NEW YORK, New York, October 23, 2006 (ENS) - Worsening drought in Afghanistan means 1.9 million people will need food assistance 200,000 more than predicted in July - according to the United Nations and Afghan government, which launched a joint appeal for a further $43.3 million in humanitarian relief today.

The plea follows an appeal for nearly $76.4 million announced in July. Just over half of that money has been received to date.

UN officials say the initial plan must be extended through the start of the next harvest in April 2007.

"While we are grateful for the generous contributions received thus far, there is an urgent and pressing need to continue assistance to drought and conflict affected communities across Afghanistan," said Secretary-General Kofi Annan's deputy special representative, Ameerah Haq.

Haq urged donor countries "to step forward with pledges that will enable us to provide vital food, and other essential living items as we approach the winter months."

The latest figures are in addition to the 6.5 million of Afghanistan's population of more than 30 million who constantly or seasonally suffer a lack of food.
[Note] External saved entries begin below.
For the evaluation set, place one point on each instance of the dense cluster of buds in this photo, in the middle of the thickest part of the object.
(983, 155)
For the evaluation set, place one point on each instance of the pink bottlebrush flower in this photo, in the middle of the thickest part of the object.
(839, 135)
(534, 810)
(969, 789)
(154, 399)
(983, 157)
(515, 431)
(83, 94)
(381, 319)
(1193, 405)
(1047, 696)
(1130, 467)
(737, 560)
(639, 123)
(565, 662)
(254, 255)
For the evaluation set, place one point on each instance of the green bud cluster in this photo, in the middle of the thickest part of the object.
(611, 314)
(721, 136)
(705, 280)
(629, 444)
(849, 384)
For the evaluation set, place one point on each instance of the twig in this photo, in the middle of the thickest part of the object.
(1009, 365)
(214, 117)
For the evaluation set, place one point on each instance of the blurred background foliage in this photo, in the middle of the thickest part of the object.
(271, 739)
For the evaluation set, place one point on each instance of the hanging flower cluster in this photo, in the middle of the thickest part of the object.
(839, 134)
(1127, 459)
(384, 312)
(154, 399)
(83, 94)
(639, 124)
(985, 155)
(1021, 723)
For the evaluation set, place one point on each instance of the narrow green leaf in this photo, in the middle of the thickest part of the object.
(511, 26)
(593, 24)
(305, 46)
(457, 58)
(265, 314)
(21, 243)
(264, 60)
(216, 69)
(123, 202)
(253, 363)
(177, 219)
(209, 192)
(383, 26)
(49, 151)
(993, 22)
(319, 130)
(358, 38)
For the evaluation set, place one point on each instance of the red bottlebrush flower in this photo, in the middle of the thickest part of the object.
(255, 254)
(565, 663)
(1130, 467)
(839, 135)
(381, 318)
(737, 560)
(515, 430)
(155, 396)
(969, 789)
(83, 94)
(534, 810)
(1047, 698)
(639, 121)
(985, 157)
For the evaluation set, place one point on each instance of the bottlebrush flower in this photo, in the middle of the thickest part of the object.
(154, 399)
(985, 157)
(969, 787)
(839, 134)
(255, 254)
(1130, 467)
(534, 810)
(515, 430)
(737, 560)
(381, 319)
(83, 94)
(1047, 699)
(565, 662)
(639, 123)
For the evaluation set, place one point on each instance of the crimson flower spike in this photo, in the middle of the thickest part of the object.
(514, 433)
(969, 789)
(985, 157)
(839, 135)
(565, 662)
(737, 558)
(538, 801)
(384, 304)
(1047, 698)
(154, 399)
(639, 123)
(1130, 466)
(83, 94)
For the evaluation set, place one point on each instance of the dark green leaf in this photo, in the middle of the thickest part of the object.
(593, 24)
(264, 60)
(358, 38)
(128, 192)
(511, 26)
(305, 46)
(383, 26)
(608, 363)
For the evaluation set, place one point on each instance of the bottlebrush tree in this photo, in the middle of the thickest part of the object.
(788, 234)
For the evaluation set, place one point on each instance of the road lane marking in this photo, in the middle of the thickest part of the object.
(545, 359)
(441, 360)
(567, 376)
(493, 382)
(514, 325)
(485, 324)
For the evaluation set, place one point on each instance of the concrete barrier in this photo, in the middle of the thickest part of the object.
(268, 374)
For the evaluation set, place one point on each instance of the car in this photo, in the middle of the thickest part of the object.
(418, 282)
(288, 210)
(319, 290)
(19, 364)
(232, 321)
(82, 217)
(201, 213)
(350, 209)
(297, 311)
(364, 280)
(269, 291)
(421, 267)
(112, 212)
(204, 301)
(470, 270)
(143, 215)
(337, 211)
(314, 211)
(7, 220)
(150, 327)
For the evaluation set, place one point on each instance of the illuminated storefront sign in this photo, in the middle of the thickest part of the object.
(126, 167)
Afghans pick up food rations supplied by the United Nations World Food Programme. (Photo by Richard Lee courtesy WFP)
Afghanistan is still recovering from a devastating drought between 1998 and 2003. Armed conflict between fighters loyal to the ousted Taliban regime and Afghan and international forces has made the effects of the current drought worse, particularly in the country's southern provinces.
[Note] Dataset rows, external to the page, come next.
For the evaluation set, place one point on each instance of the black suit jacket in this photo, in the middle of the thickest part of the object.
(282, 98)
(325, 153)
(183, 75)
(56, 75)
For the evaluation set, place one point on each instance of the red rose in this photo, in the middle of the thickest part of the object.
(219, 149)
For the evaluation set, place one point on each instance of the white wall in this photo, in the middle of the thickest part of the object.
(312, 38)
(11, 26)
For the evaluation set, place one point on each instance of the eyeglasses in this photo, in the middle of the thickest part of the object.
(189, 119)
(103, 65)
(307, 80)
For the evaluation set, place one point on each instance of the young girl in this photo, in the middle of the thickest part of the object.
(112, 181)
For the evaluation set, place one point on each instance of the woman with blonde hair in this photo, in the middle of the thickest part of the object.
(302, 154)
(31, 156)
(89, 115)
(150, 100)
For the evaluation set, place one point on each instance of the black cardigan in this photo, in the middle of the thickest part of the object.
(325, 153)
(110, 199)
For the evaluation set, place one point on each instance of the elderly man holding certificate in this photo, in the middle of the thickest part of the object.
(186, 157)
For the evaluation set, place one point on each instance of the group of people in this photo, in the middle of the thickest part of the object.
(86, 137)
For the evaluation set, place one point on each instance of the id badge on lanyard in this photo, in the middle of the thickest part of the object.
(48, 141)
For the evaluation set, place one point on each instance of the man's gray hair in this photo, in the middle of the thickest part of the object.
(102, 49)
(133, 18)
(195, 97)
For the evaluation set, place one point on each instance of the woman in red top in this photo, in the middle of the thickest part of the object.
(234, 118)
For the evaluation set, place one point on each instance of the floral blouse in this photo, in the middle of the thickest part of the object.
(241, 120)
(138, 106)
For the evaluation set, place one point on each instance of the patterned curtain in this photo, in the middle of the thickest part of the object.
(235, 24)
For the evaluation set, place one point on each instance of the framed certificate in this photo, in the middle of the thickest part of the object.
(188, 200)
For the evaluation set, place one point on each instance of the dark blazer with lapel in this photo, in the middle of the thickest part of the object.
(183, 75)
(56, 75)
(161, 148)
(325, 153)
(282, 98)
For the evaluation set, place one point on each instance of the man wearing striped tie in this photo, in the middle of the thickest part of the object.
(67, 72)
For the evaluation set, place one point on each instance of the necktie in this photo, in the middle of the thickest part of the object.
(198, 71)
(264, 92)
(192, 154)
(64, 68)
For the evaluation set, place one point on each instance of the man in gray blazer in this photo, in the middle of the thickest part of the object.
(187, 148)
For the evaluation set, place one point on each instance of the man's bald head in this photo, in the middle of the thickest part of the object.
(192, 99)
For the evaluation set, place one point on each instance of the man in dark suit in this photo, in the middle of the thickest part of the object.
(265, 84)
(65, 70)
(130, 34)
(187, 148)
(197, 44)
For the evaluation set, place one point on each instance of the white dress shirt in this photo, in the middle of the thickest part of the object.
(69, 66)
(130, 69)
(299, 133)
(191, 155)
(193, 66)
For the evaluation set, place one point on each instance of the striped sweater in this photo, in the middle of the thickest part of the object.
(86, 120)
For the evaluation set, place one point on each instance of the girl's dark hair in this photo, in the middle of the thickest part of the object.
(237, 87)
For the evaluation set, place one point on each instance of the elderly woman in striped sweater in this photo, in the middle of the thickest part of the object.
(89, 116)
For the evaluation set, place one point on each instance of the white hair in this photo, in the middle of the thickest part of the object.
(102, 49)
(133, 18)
The North Atlantic Treaty Organization, NATO, has deployed 31,000 soldiers across the country, and took over command of forces in the southern region July 31.

Today's appeal also includes assistance to an estimated 20,000 families displaced by the recent armed conflict in Uruzgan, Helmand and Kandahar provinces, said the UN, citing the Afghan government.

According to the Swiss charity ACT International, Action by Churches Together, most rain-fed crops, estimated to constitute 85 percent of the cultivated land, have failed. Some 2.5 million people are at risk mainly in the north, west and central regions of Afghanistan.

Agriculture accounts for 52 percent of the impoverished nation's gross domestic product, and wheat comprises 80 percent of cereal production.

Many water sources across Afghanistan have dried up. Due to the reduced availability of fodder, livestock mortality rates have increased and livestock prices have fallen.

Families with no reserves are migrating to other places for work. Women are suffering the most in meeting the needs of their families, and some families are so hard pressed that they see the "bride price" as a means of income and are marrying their daughters off early.

The water shortage could drive more farmers to grow opium poppies, the raw material for heroin, which requires less water than most other crops, such as wheat. The United Nations has estimated opium production will jump 60 percent this year in Afghanistan, a country that already produces more than 90 percent of the world's supplies.

Russia's invasion of Afghanistan in 1979 and subsequent civil wars and droughts over the past 25 years have created the world's largest refugee population with more than six million people fleeing their homes during that time, most of them to neighboring Pakistan and Iran. An estimated 2.6 million Afghans still live in Pakistan.